In the early days (which aren't that long ago), this usually amounted to statements like

  • [R] is at home,
  • [Y] is at work.
  • [T] has a cold.
But now, since anyone who is anything has friends at least in triple digits, you don't want to read that 50 of your friends at at work and another 30 are at the pub. Hence there is a demand for quirkier, punchier and wittier status update.

We have the right to know what our friends are doing, and we have the right to be entertained. In the best possible case, both at once.

Apart from the fact of being disposable, short and usually instantly forgotten, some of the funnier ones have stuck to my mind. For instance a friend in Richmond on a weekend of District Line work stating that
[G] is stuck in Richmond for the weekend without Tube or train. It's like the beginning of a posh slasher movie.
or another friend who with the innocuous looking update
[A] begs Mistadobalina, Mista Bob-dobalina won't you stop.
did put the almost-forgotten "Del The Funky Homosapien" track straight back into my head where it stayed for way too long after reading his line.

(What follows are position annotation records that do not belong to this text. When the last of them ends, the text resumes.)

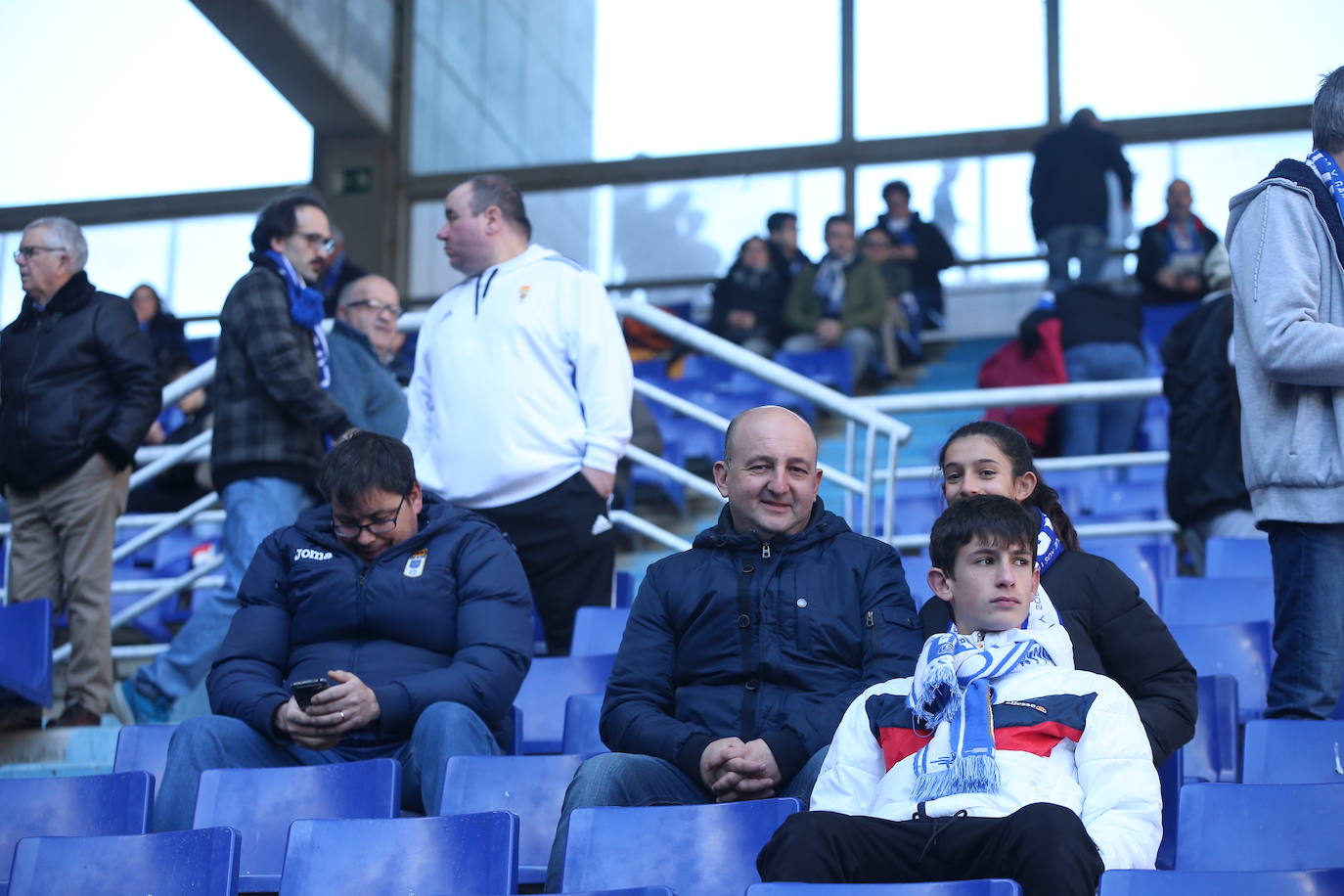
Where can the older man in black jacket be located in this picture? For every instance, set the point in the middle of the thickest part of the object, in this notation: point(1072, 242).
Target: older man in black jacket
point(742, 653)
point(78, 391)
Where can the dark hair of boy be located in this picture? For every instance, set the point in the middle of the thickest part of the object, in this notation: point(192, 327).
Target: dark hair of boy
point(989, 518)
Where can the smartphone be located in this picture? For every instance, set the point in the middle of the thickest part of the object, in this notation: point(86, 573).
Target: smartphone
point(304, 691)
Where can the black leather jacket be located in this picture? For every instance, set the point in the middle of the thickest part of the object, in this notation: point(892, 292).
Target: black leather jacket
point(77, 378)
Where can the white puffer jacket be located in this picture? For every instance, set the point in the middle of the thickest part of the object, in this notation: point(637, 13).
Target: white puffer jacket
point(1062, 737)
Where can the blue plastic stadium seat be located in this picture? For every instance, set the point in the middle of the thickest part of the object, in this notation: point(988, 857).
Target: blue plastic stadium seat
point(203, 863)
point(1210, 601)
point(83, 806)
point(1238, 557)
point(549, 684)
point(531, 787)
point(474, 853)
point(1290, 751)
point(707, 850)
point(25, 649)
point(597, 630)
point(1260, 827)
point(582, 713)
point(262, 802)
point(1238, 649)
point(995, 887)
point(829, 367)
point(1222, 882)
point(144, 748)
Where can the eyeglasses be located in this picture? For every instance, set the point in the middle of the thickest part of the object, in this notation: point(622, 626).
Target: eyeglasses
point(28, 251)
point(319, 241)
point(378, 308)
point(380, 527)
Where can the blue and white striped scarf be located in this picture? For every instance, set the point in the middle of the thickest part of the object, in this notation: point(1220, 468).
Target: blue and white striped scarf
point(952, 694)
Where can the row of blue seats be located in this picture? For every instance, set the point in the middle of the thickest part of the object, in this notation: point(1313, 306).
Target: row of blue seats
point(1277, 751)
point(281, 841)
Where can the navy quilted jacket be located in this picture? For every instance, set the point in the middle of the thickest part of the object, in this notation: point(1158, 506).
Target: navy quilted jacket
point(444, 615)
point(733, 639)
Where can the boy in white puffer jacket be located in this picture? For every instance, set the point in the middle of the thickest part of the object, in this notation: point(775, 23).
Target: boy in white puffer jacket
point(996, 759)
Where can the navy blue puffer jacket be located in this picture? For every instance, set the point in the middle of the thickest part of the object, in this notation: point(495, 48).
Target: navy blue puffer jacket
point(444, 615)
point(739, 639)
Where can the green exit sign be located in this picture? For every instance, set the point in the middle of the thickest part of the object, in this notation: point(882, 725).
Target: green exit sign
point(355, 182)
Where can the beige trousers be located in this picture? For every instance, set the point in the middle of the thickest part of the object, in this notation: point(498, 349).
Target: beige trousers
point(62, 550)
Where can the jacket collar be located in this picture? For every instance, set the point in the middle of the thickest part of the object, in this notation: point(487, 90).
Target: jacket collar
point(822, 527)
point(70, 297)
point(1303, 175)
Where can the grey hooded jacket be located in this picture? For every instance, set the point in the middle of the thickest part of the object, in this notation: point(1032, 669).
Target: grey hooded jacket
point(1285, 240)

Of course, there are more existential ones as
[J] is therefore he thinks.
or the rather self-aware
[K] is updating his status.
It has become a standard to announce the birth of babies by saying
[A] is Geronimo's proud daddy. 6:10am, 6lbs, 12oz.
and during the recent Euro Championship, I was easily able to deduce all results by just looking at what Spanish, Italian, German and French friends had put down.

Then recently, amongst a list of sometimes amusing, sometimes only accessible to insiders and sometimes though not boring but rather informative updates, I found a friend whose father had passed away days earlier stating
[X] misses her daddy.
and this one stuck more than all the others.